Advancements and Limitations

Despite its widespread use, the Brayton cycle is not without limitations. The efficiency of gas turbines, though improved over the years, is inherently capped by the maximum temperature the materials can withstand. Furthermore, the environmental impact of burning fossil fuels in these turbines has become a growing concern, as the world seeks cleaner and more sustainable energy solutions.

To address these challenges, researchers and engineers have been exploring modifications and enhancements to the Brayton cycle. One such innovation is the regenerative Brayton cycle, which reuses the heat from the exhaust to preheat the compressed air, thereby improving efficiency. Another approach is the combined cycle, which couples the Brayton cycle with the Rankine cycle, using the waste heat from the gas turbine to produce steam and generate additional power.

Beyond Brayton: The Future of Thermodynamic Cycles

As we look beyond the traditional Brayton cycle, several alternative thermodynamic cycles are gaining traction, each with the potential to revolutionise energy conversion and efficiency.

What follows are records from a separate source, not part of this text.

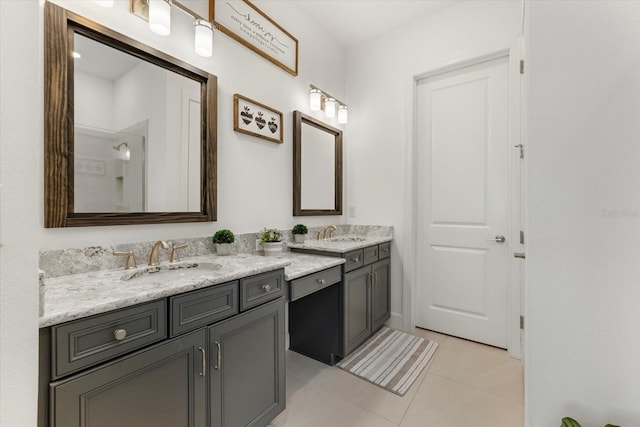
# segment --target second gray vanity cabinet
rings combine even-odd
[[[369,265],[378,260],[378,245],[369,246],[362,250],[362,257],[364,265]]]
[[[205,427],[206,329],[52,383],[51,427]]]
[[[371,274],[371,322],[372,331],[377,331],[391,317],[391,260],[383,258],[372,264]]]
[[[351,353],[371,335],[371,268],[344,275],[344,355]]]
[[[211,427],[264,427],[285,408],[284,298],[209,328]]]

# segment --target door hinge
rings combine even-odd
[[[520,60],[520,74],[524,74],[524,59]]]
[[[516,145],[514,145],[514,147],[520,149],[520,158],[524,159],[524,145],[516,144]]]
[[[524,245],[524,231],[520,230],[520,244]]]
[[[524,329],[524,316],[520,316],[520,329]]]
[[[525,259],[525,258],[526,258],[526,255],[524,254],[524,252],[514,252],[514,253],[513,253],[513,256],[514,256],[515,258],[522,258],[522,259]]]

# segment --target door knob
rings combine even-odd
[[[504,243],[507,239],[501,235],[498,234],[496,237],[494,237],[493,239],[485,239],[487,242],[498,242],[498,243]]]

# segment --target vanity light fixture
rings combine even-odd
[[[322,109],[322,91],[311,88],[309,90],[309,110],[320,111]]]
[[[73,59],[80,59],[82,58],[82,55],[80,55],[78,52],[76,52],[75,50],[73,51],[73,53],[71,54],[71,56],[73,56]]]
[[[344,104],[338,105],[338,123],[344,124],[347,123],[348,112],[347,106]]]
[[[335,117],[337,110],[338,123],[347,123],[348,113],[346,104],[314,85],[309,85],[309,87],[311,88],[309,89],[309,110],[323,110],[327,118]]]
[[[196,53],[205,58],[213,54],[213,25],[204,19],[193,22],[194,42]]]
[[[171,33],[171,3],[169,0],[149,1],[149,29],[161,36]]]
[[[114,145],[112,148],[118,152],[118,154],[116,154],[117,159],[126,161],[131,160],[131,150],[129,150],[129,144],[126,142],[121,142],[118,145]]]
[[[93,0],[95,4],[102,7],[113,7],[113,0]]]
[[[194,49],[205,58],[213,54],[213,25],[177,0],[130,0],[131,13],[149,21],[149,28],[156,34],[171,32],[171,7],[175,6],[193,18]]]

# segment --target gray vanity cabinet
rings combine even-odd
[[[367,253],[370,255],[366,256]],[[365,264],[369,265],[345,273],[343,279],[345,355],[380,329],[391,316],[388,251],[378,251],[374,246],[365,248],[364,254]],[[376,261],[379,256],[386,257]]]
[[[284,410],[284,305],[209,327],[211,427],[262,427]]]
[[[344,354],[371,335],[371,268],[344,275]]]
[[[391,261],[389,258],[382,259],[371,265],[371,273],[373,274],[373,285],[371,286],[371,318],[373,331],[380,329],[384,325],[384,322],[391,317],[390,266]]]
[[[51,383],[52,427],[205,427],[206,330]]]

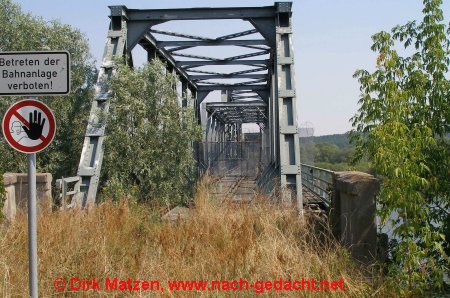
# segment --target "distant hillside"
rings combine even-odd
[[[334,134],[334,135],[325,135],[325,136],[318,136],[318,137],[304,137],[300,138],[300,142],[313,142],[315,144],[319,143],[330,143],[338,146],[339,148],[344,148],[350,146],[347,134]]]
[[[345,133],[300,138],[300,156],[303,163],[333,171],[371,172],[367,160],[356,165],[349,164],[354,150],[355,146],[350,144]]]

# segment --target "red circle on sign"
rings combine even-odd
[[[48,121],[47,122],[49,124],[48,134],[45,137],[41,136],[40,139],[42,140],[42,143],[40,143],[39,145],[24,146],[24,145],[20,144],[19,142],[17,142],[11,135],[11,132],[9,130],[11,118],[12,118],[12,116],[17,117],[17,114],[18,114],[17,111],[23,107],[35,107],[35,108],[40,109],[44,113],[44,116]],[[21,122],[23,123],[23,121],[21,121]],[[25,123],[23,123],[23,124],[25,124]],[[6,127],[8,129],[6,129]],[[13,104],[6,111],[6,114],[3,117],[3,121],[2,121],[2,131],[3,131],[3,135],[5,136],[8,144],[11,147],[13,147],[14,149],[16,149],[17,151],[20,151],[23,153],[36,153],[36,152],[44,150],[53,141],[53,138],[55,137],[55,132],[56,132],[55,116],[53,115],[53,112],[50,110],[50,108],[41,101],[34,100],[34,99],[21,100],[19,102],[16,102],[15,104]]]

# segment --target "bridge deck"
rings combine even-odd
[[[259,194],[259,188],[254,177],[215,176],[214,180],[212,194],[220,199],[249,203]],[[303,187],[304,205],[320,205],[322,202],[318,195]]]

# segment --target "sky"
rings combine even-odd
[[[128,8],[270,6],[267,0],[15,0],[22,10],[59,19],[85,33],[91,53],[101,61],[109,25],[108,5]],[[298,124],[315,135],[344,133],[357,112],[357,69],[373,70],[371,36],[397,24],[422,19],[421,0],[294,0],[293,30]],[[446,22],[450,0],[443,0]],[[220,26],[217,24],[217,26]],[[214,28],[211,28],[214,29]],[[224,28],[221,28],[224,30]],[[226,28],[225,28],[226,29]],[[232,32],[230,32],[232,33]],[[195,32],[193,33],[195,34]],[[98,65],[99,63],[97,63]]]

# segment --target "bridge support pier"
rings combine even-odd
[[[362,172],[335,173],[330,222],[333,234],[352,256],[371,263],[377,253],[375,196],[380,182]]]

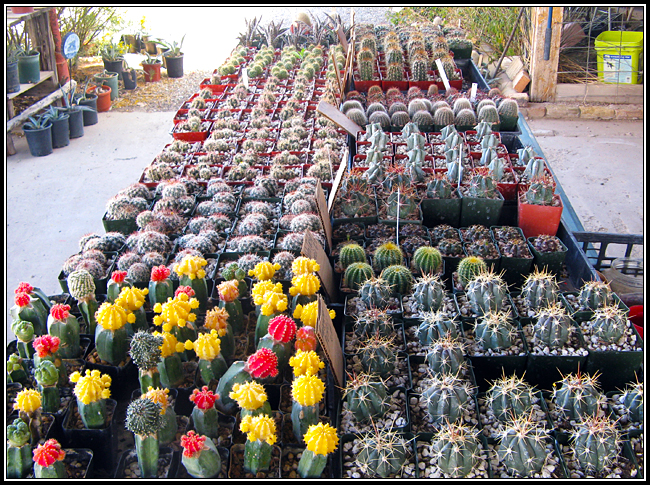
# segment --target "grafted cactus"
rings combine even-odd
[[[613,301],[612,290],[607,283],[601,281],[587,281],[580,288],[578,295],[580,306],[587,310],[596,310],[611,305]]]
[[[402,435],[391,430],[376,430],[359,440],[357,465],[366,476],[387,478],[400,472],[411,445]]]
[[[501,311],[507,299],[508,286],[501,276],[488,270],[472,279],[467,284],[465,292],[472,311],[477,315],[483,315],[488,311]]]
[[[548,454],[543,428],[529,415],[506,422],[497,454],[508,471],[517,476],[531,477],[539,473]]]
[[[512,346],[517,329],[510,323],[510,313],[488,311],[476,322],[476,341],[484,350],[503,350]]]
[[[625,388],[623,405],[631,421],[643,422],[643,382],[636,382]]]
[[[454,191],[445,174],[436,173],[427,184],[426,196],[430,199],[450,199]]]
[[[492,382],[486,395],[488,407],[501,422],[527,416],[533,406],[534,389],[516,374]]]
[[[374,272],[368,263],[352,263],[346,268],[343,281],[345,286],[351,290],[358,290],[366,280],[372,277],[374,277]]]
[[[422,248],[420,248],[422,249]],[[445,287],[439,275],[425,274],[415,281],[413,297],[421,312],[437,311],[445,297]]]
[[[479,167],[474,169],[474,175],[472,175],[469,182],[467,193],[474,198],[493,199],[498,197],[497,184],[489,168]]]
[[[458,273],[458,279],[461,285],[465,288],[470,281],[479,274],[487,271],[487,269],[487,264],[485,264],[483,258],[479,256],[467,256],[460,260],[456,272]]]
[[[526,191],[526,203],[551,205],[555,194],[555,182],[548,175],[533,177]]]
[[[458,337],[456,322],[444,311],[429,311],[422,315],[422,323],[417,329],[420,345],[429,347],[435,341],[450,335]]]
[[[467,477],[481,462],[476,429],[454,423],[441,427],[431,439],[429,455],[445,475]]]
[[[552,305],[557,301],[559,292],[553,274],[537,268],[526,277],[521,288],[521,296],[531,309]]]
[[[567,374],[553,384],[553,402],[566,419],[597,416],[604,399],[598,389],[596,376],[579,372]]]
[[[576,424],[572,437],[573,454],[587,473],[602,472],[620,453],[619,431],[606,416],[582,419]]]
[[[454,374],[437,375],[428,379],[420,402],[426,404],[429,422],[440,427],[460,421],[471,405],[471,384]]]
[[[381,278],[391,289],[393,295],[408,295],[413,287],[413,274],[401,264],[394,264],[384,268],[381,272]]]
[[[397,368],[394,336],[373,335],[360,345],[357,352],[364,372],[386,378]]]
[[[375,249],[373,253],[373,266],[375,270],[382,271],[388,266],[404,263],[402,249],[393,242],[386,242]]]
[[[386,308],[390,297],[390,285],[381,277],[368,278],[359,287],[359,298],[370,308]]]
[[[557,303],[540,309],[535,318],[534,338],[549,348],[563,347],[574,331],[573,319]]]
[[[465,366],[465,345],[452,335],[431,342],[426,361],[435,374],[458,374]]]
[[[301,478],[320,478],[327,464],[327,455],[332,453],[338,443],[336,428],[318,423],[309,426],[304,436],[307,449],[303,451],[298,463]]]
[[[438,273],[442,267],[442,255],[433,246],[420,246],[413,253],[412,265],[423,275]]]
[[[616,305],[598,308],[589,321],[589,327],[599,340],[606,343],[618,342],[629,327],[627,313]]]
[[[359,312],[354,321],[354,333],[367,338],[375,334],[388,336],[395,332],[392,317],[384,309],[370,308]]]
[[[365,263],[366,251],[357,243],[346,244],[339,251],[339,264],[342,269],[347,269],[352,263]]]
[[[389,408],[386,386],[372,374],[348,376],[343,399],[359,423],[370,422],[373,418],[384,415]]]

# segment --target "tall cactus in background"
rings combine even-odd
[[[81,357],[79,337],[79,322],[70,315],[70,305],[54,305],[47,318],[47,332],[59,337],[59,355],[63,359],[77,359]]]
[[[73,271],[68,275],[68,291],[70,296],[77,300],[81,316],[86,322],[86,333],[93,335],[97,328],[95,312],[98,303],[95,299],[95,282],[92,275],[84,269]]]
[[[472,392],[471,384],[458,375],[435,375],[426,380],[420,402],[426,405],[429,422],[439,427],[462,420]]]
[[[497,449],[499,461],[519,477],[539,473],[546,462],[546,436],[529,415],[505,423]]]
[[[126,363],[128,340],[133,335],[130,323],[135,315],[119,305],[102,303],[96,313],[95,347],[101,360],[110,365]]]
[[[533,388],[516,374],[492,382],[486,395],[488,407],[501,422],[527,416],[533,407]]]
[[[138,331],[130,341],[129,355],[138,367],[140,392],[144,394],[149,387],[160,387],[158,364],[162,360],[163,338],[148,332]]]
[[[277,442],[277,431],[273,418],[261,414],[245,416],[239,429],[246,433],[244,445],[244,470],[257,475],[271,466],[273,445]]]
[[[109,303],[115,303],[115,300],[120,295],[122,288],[133,286],[131,280],[127,276],[127,271],[113,271],[111,279],[106,283],[106,299]]]
[[[441,427],[431,439],[429,455],[449,477],[467,477],[481,462],[476,430],[454,423]]]
[[[126,429],[135,437],[135,449],[142,478],[158,477],[158,432],[163,426],[162,406],[150,399],[136,399],[126,410]]]
[[[163,304],[168,298],[174,297],[174,284],[169,279],[171,270],[164,265],[154,266],[151,269],[149,281],[149,303],[155,306],[156,303]]]
[[[359,439],[356,463],[366,476],[388,478],[400,472],[410,447],[409,441],[396,431],[376,429]]]
[[[389,409],[386,386],[372,374],[348,376],[343,399],[358,423],[370,422]]]
[[[327,455],[339,443],[336,428],[325,423],[314,424],[307,429],[303,439],[307,449],[298,462],[298,474],[301,478],[320,478],[327,464]]]
[[[370,48],[362,48],[357,53],[357,68],[361,81],[372,81],[375,74],[376,57]]]
[[[561,416],[574,420],[597,416],[605,402],[605,396],[598,389],[596,376],[579,372],[567,374],[555,383],[552,398]]]
[[[600,473],[619,456],[622,440],[609,418],[586,417],[572,431],[573,454],[587,473]]]

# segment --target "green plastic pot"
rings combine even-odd
[[[33,157],[44,157],[52,153],[52,124],[48,124],[45,128],[38,128],[35,130],[23,126],[23,132],[27,139],[27,146],[29,153]]]
[[[546,268],[551,273],[559,275],[562,272],[562,264],[564,264],[566,254],[569,251],[569,249],[564,245],[562,241],[560,241],[563,251],[540,253],[533,246],[534,240],[535,240],[534,237],[527,238],[528,247],[533,253],[533,264],[537,266],[539,269]]]
[[[111,101],[115,101],[119,95],[119,75],[117,72],[107,71],[93,76],[96,84],[106,84],[111,87]]]
[[[458,194],[457,191],[455,191]],[[434,227],[439,224],[449,224],[452,227],[459,227],[461,199],[422,199],[423,223],[427,227]]]
[[[490,227],[499,223],[503,196],[499,193],[497,199],[468,197],[461,192],[460,227],[473,224],[483,224]]]
[[[20,84],[36,84],[41,80],[41,53],[33,50],[18,57]]]

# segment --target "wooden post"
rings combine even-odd
[[[553,7],[551,52],[544,60],[544,41],[548,25],[548,7],[531,7],[530,100],[555,101],[557,65],[560,58],[560,37],[564,7]]]

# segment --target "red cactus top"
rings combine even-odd
[[[70,305],[52,305],[52,308],[50,308],[50,315],[52,315],[54,320],[67,320],[70,316]]]
[[[154,266],[151,268],[151,281],[165,281],[171,273],[171,270],[163,264]]]
[[[190,396],[190,401],[201,411],[206,411],[214,406],[214,402],[219,399],[219,394],[213,393],[208,386],[203,386],[201,390],[194,389]]]
[[[113,271],[111,273],[111,279],[115,283],[123,283],[124,279],[126,278],[127,272],[126,271]]]
[[[55,439],[49,439],[34,450],[34,463],[48,467],[55,461],[61,461],[65,458],[65,451],[61,449],[61,444]]]
[[[14,290],[14,293],[31,293],[34,291],[34,287],[25,281],[18,283],[18,288]]]
[[[32,342],[34,350],[39,357],[47,357],[52,355],[57,350],[59,350],[59,344],[61,339],[59,337],[53,337],[52,335],[42,335],[36,337]]]
[[[315,351],[317,346],[318,342],[314,333],[314,327],[305,325],[296,331],[296,350],[303,350],[305,352],[309,350]]]
[[[296,336],[296,322],[286,315],[278,315],[269,321],[269,335],[273,340],[290,342]]]
[[[32,298],[27,293],[16,293],[16,296],[14,297],[14,302],[20,308],[26,307],[31,301]]]
[[[271,349],[261,348],[246,361],[250,375],[256,379],[278,375],[278,356]]]
[[[181,446],[183,447],[183,456],[193,458],[194,455],[200,453],[204,449],[206,437],[196,434],[194,430],[190,430],[187,434],[181,436]]]
[[[186,293],[187,296],[189,296],[190,298],[192,298],[196,294],[191,286],[183,286],[183,285],[181,285],[174,292],[174,298],[176,298],[181,293]]]

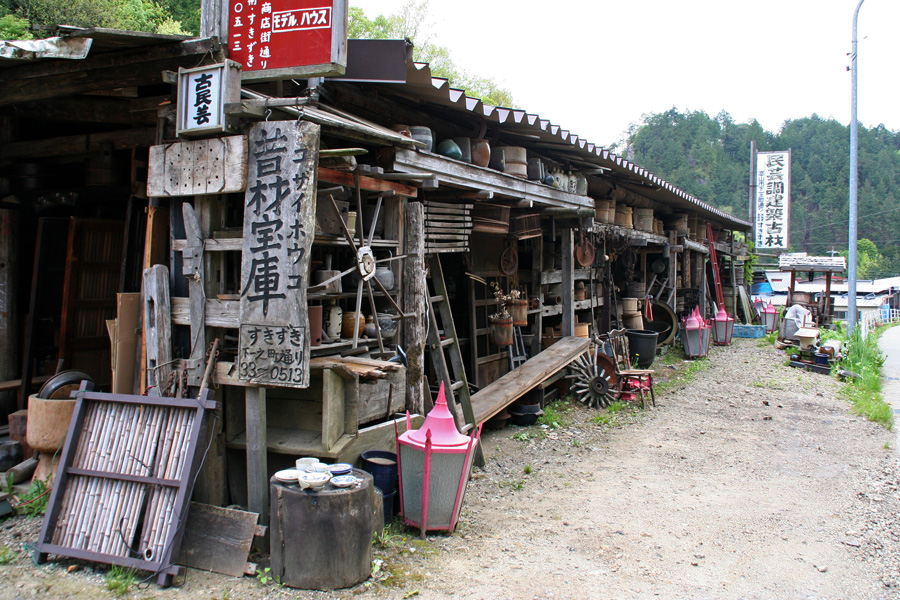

1. The Supercritical CO2 Cycle: This cycle utilises carbon dioxide in its supercritical state, where it behaves as both a gas and a liquid. The supercritical CO2 cycle promises higher efficiency than traditional Brayton cycles, with lower environmental impact due to its closed-loop system and reduced greenhouse gas emissions. Its compact size and potential for integration with renewable energy sources make it a promising candidate for future power generation.
2. The Stirling Cycle: The Stirling engine, though an older technology, is experiencing a renaissance due to its high efficiency and ability to operate on various heat sources, including solar energy. The Stirling cycle involves the compression and expansion of a working fluid, typically a gas, in a closed system. Unlike the Brayton cycle, the Stirling cycle is isothermal, meaning it operates at a constant temperature, which can lead to higher efficiencies under the right conditions.
3. The Organic Rankine Cycle (ORC): The ORC is a variant of the traditional Rankine cycle, using organic fluids with lower boiling points than water. This makes the ORC particularly suitable for low-temperature heat sources, such as geothermal energy, waste heat recovery, and solar thermal power. The ORC's flexibility and efficiency in utilising low-grade heat make it a key player in the future of renewable energy.
4. The Kalina Cycle: A lesser-known but highly efficient thermodynamic cycle, the Kalina cycle uses a mixture of water and ammonia as the working fluid. This mixture allows for variable boiling points, which can be tailored to optimise heat absorption and power generation. The Kalina cycle is particularly effective in waste heat recovery and geothermal power, offering efficiencies that surpass those of the Rankine cycle.

Principled Pathways

As we advance into the future, the principles of thermodynamics will continue to guide the development of energy systems. The Brayton cycle has served us well, providing the foundation for modern gas turbines and jet engines. However, the challenges of climate change and the need for sustainable energy require us to explore beyond Brayton.

The supercritical CO2 cycle, Stirling cycle, Organic Rankine cycle, and Kalina cycle represent the next frontier in thermodynamics, each offering unique advantages in efficiency, sustainability, and adaptability. As these technologies mature, they will play a critical role in shaping the energy landscape of tomorrow. ARIA’s continued efforts to be at the vanguard of a ‘just’ energy transition, mandate that our research focusses on ‘next-gen’ which can remedy some of the bottlenecks which are already appearing in the energy transition.